En la bahía que quedaba detrás de Bond se oyó un grito distante, pero él no le prestó la menor atención. Todos sus sentidos estaban concentrados en el horror que se desarrollaba en las aguas delante de sus ojos.
Una aleta surcó la superficie a unos pocos metros de distancia y se detuvo.
Bond percibió al tiburón tenso como un perro de caza; los rosados ojos de botón, cortos de vista, intentaban penetrar la nube de sangre y sopesar a la presa.
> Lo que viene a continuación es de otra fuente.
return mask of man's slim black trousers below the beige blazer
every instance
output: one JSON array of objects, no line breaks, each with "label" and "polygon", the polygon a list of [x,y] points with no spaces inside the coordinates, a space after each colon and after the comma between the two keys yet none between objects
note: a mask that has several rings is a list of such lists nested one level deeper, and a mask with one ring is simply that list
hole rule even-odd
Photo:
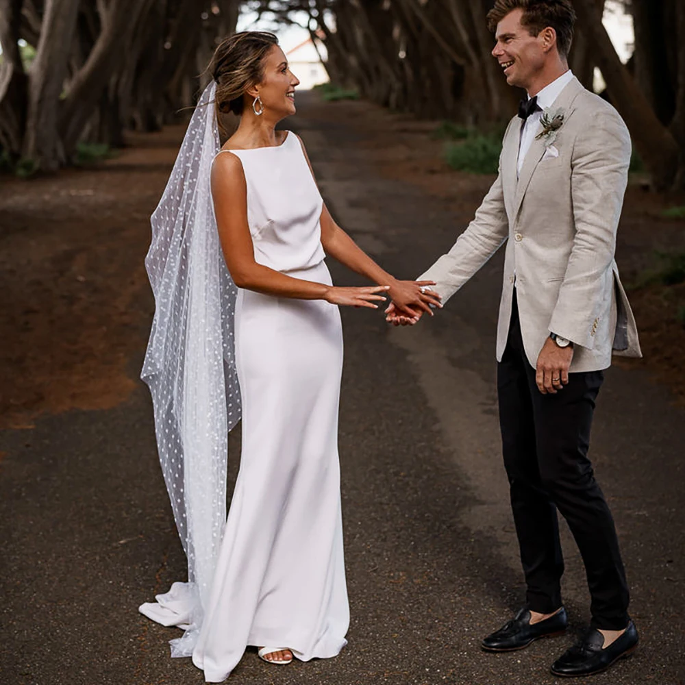
[{"label": "man's slim black trousers below the beige blazer", "polygon": [[562,605],[564,560],[557,510],[573,533],[590,587],[593,627],[627,626],[629,593],[614,520],[588,460],[590,426],[603,373],[569,374],[556,395],[535,384],[516,305],[497,367],[499,421],[527,603],[543,614]]}]

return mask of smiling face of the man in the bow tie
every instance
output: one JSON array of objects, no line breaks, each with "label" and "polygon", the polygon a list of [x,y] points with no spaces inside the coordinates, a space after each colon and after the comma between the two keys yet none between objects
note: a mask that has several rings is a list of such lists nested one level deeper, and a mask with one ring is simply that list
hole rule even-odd
[{"label": "smiling face of the man in the bow tie", "polygon": [[536,73],[545,66],[548,51],[542,34],[531,36],[521,26],[523,10],[514,10],[497,24],[497,45],[493,57],[499,62],[510,86],[528,89]]}]

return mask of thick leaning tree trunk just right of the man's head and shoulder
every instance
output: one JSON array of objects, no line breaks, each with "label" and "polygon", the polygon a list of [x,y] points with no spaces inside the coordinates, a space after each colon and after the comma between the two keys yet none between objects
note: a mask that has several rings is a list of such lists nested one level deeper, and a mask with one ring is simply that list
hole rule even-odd
[{"label": "thick leaning tree trunk just right of the man's head and shoulder", "polygon": [[596,47],[597,65],[606,81],[616,109],[625,120],[635,145],[658,188],[675,181],[679,150],[675,138],[662,125],[645,95],[621,64],[619,55],[601,23],[594,0],[575,0],[581,21],[590,30]]}]

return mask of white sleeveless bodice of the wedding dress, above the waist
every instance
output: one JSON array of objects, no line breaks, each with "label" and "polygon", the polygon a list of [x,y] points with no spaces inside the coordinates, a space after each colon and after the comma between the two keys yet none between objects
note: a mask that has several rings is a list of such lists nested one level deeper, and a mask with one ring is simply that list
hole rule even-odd
[{"label": "white sleeveless bodice of the wedding dress, above the waist", "polygon": [[295,134],[277,147],[230,150],[247,182],[247,220],[258,264],[297,271],[319,264],[323,199]]}]

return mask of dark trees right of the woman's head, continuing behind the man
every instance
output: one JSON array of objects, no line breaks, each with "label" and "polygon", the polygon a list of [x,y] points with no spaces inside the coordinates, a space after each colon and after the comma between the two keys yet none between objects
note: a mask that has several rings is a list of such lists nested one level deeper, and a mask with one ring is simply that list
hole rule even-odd
[{"label": "dark trees right of the woman's head, continuing behind the man", "polygon": [[[602,22],[606,4],[634,18],[635,51],[622,64]],[[506,121],[521,92],[490,55],[493,0],[253,0],[282,21],[305,17],[325,45],[332,80],[418,116],[468,125]],[[660,188],[685,188],[685,30],[682,0],[573,0],[571,69],[587,87],[595,68]]]}]

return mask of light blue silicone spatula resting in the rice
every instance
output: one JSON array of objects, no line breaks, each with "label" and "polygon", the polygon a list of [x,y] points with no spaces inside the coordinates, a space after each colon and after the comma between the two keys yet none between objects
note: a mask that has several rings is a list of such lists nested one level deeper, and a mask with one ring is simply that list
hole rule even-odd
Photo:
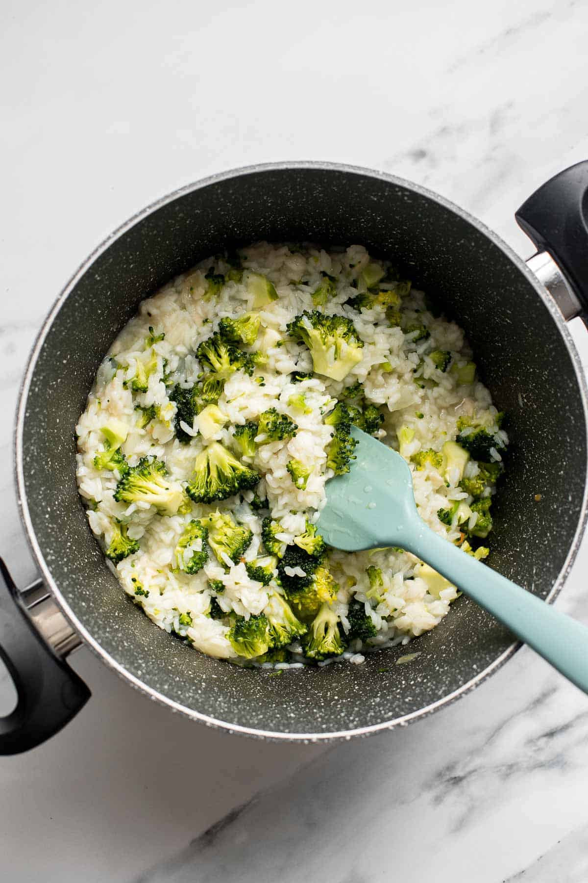
[{"label": "light blue silicone spatula resting in the rice", "polygon": [[318,531],[346,552],[399,546],[417,555],[588,692],[588,628],[432,531],[418,514],[406,461],[355,426],[351,472],[327,484]]}]

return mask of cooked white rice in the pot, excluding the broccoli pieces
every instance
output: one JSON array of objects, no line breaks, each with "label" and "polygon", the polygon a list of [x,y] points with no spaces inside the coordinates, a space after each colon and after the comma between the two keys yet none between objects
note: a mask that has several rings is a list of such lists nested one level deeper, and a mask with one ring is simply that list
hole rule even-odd
[{"label": "cooked white rice in the pot, excluding the broccoli pieces", "polygon": [[[325,483],[333,474],[325,466],[325,452],[333,427],[324,423],[324,415],[336,400],[345,397],[347,387],[360,381],[367,401],[382,406],[385,419],[379,437],[384,443],[398,449],[400,427],[413,431],[413,436],[403,445],[402,454],[413,471],[414,494],[421,517],[450,542],[463,540],[463,524],[458,525],[454,519],[448,526],[437,517],[439,509],[448,509],[454,502],[473,502],[459,487],[460,475],[455,470],[444,472],[432,464],[417,469],[411,462],[411,457],[420,450],[440,451],[444,442],[455,439],[459,417],[475,416],[491,427],[497,445],[492,451],[495,460],[501,458],[498,448],[508,442],[498,427],[497,412],[488,389],[476,380],[460,382],[457,371],[437,370],[428,358],[431,351],[450,351],[451,366],[463,366],[472,353],[461,328],[431,313],[421,291],[412,290],[403,298],[401,325],[406,329],[411,323],[423,324],[430,332],[426,340],[415,341],[414,333],[391,325],[383,308],[376,306],[358,311],[349,306],[348,299],[354,298],[358,289],[361,291],[361,272],[370,260],[361,245],[327,252],[313,246],[294,248],[260,243],[242,249],[241,260],[243,268],[267,276],[279,298],[260,311],[261,331],[255,348],[266,353],[267,364],[257,366],[252,376],[237,371],[227,380],[218,403],[227,422],[213,438],[232,449],[232,426],[256,420],[270,407],[276,407],[297,424],[299,428],[293,438],[260,444],[249,463],[262,476],[257,494],[267,499],[272,517],[280,520],[281,539],[291,543],[294,536],[304,531],[306,519],[316,518],[317,511],[324,506]],[[386,261],[380,264],[384,269],[389,267]],[[124,591],[143,607],[153,623],[188,638],[203,653],[237,660],[227,638],[231,616],[259,615],[268,605],[272,592],[280,592],[275,579],[264,586],[249,578],[245,567],[245,562],[264,554],[260,540],[262,516],[249,506],[252,492],[245,491],[212,505],[192,503],[191,510],[183,515],[160,515],[145,502],[130,505],[115,502],[119,473],[100,470],[94,465],[94,457],[105,448],[101,427],[108,419],[115,418],[128,430],[122,451],[131,467],[140,457],[154,456],[166,464],[171,481],[185,487],[190,479],[195,457],[211,439],[203,441],[195,419],[192,426],[182,424],[190,442],[178,441],[176,404],[169,397],[171,390],[175,384],[188,388],[197,381],[202,372],[195,356],[197,345],[211,336],[220,319],[239,316],[252,308],[252,297],[244,281],[227,281],[220,293],[205,297],[205,274],[211,268],[214,273],[227,274],[229,265],[223,258],[205,260],[189,273],[167,283],[140,305],[138,314],[112,344],[77,427],[78,487],[88,506],[89,524],[103,547],[108,547],[117,522],[128,525],[128,536],[138,540],[138,552],[119,562],[115,572]],[[293,383],[293,372],[312,371],[312,358],[305,345],[287,335],[287,323],[303,310],[316,308],[312,293],[324,280],[322,274],[334,277],[336,295],[320,308],[354,322],[364,343],[361,361],[343,381],[316,374]],[[155,336],[165,335],[153,343],[151,350],[145,343],[150,327]],[[125,381],[130,381],[135,374],[138,360],[145,359],[145,348],[157,358],[157,368],[149,377],[147,391],[132,393]],[[288,404],[290,396],[298,393],[304,393],[307,413]],[[138,407],[152,405],[159,408],[158,418],[144,427],[138,426],[141,413]],[[292,458],[312,464],[306,489],[295,487],[287,472],[287,463]],[[477,471],[478,465],[470,460],[465,467],[465,477],[473,478]],[[494,493],[493,488],[486,493]],[[253,539],[244,554],[244,562],[228,558],[219,561],[211,553],[204,568],[190,576],[177,569],[175,547],[191,519],[215,509],[232,512],[234,518],[249,527]],[[471,514],[468,530],[473,529],[477,517],[477,513]],[[190,548],[189,557],[197,551],[196,547]],[[377,598],[373,594],[368,597],[368,565],[382,570],[383,586]],[[340,617],[343,633],[348,630],[347,612],[353,599],[365,605],[376,627],[376,637],[368,644],[351,641],[339,657],[354,663],[363,661],[361,650],[365,653],[370,647],[406,643],[435,628],[458,594],[449,584],[423,578],[426,573],[423,571],[423,576],[420,575],[421,562],[399,549],[354,554],[330,550],[328,567],[339,584],[333,608]],[[210,580],[220,580],[224,586],[222,591],[215,591]],[[227,618],[213,619],[208,615],[212,597],[217,598]],[[191,625],[181,623],[182,615],[188,615],[183,617],[183,622],[191,620]],[[291,651],[291,663],[305,661],[300,643],[291,645]]]}]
Luego salió disparado hacia el pecho del hombre, y la cabeza que gritaba se hundió tan de repente como el corcho de una línea de pesca.
Algunas burbujas ascendieron a la superficie.
Una cola afilada con manchas marrones se agitó cuando el enorme tiburón leopardo retrocedió para tragar el bocado y atacar otra vez.
La cabeza volvió a salir flotando a la superficie. La boca estaba cerrada. Los amarillos ojos parecían mirar aún a Bond.
Entonces el morro del tiburón salió del agua y se lanzó hacia la cabeza con la curva mandíbula inferior tan abierta que los dientes destellaron al sol. Se oyó un gruñido del animal acompañado por otro de masticación y luego se hizo el silencio.
Los ojos de pupilas dilatadas de Bond continuaron mirando fijamente la mancha oscura, que cada vez se agrandaba más sobre el mar.
La muchacha gimió y atrajo su atención.
Detrás de él sonó otro grito, y entonces Bond volvió la cabeza hacia la bahía.
Era Quarrel, cuyo lustroso pecho pardo se encumbraba sobre el esbelto casco de una canoa mientras sus brazos movían el remo de pala; a bastante distancia detrás de él, todas las otras canoas de Shark Bay se deslizaban como chinches de agua sobre las pequeñas ondas que comenzaban a rizar la superficie.
Los frescos vientos alisios del noreste habían empezado a soplar y el sol brillaba sobre las aguas azules y las laderas verde claro de Jamaica.
Las primeras lágrimas desde que era niño asomaron a los ojos gris azulado de James Bond y se deslizaron por sus demacradas mejillas hasta caer al mar tinto en sangre.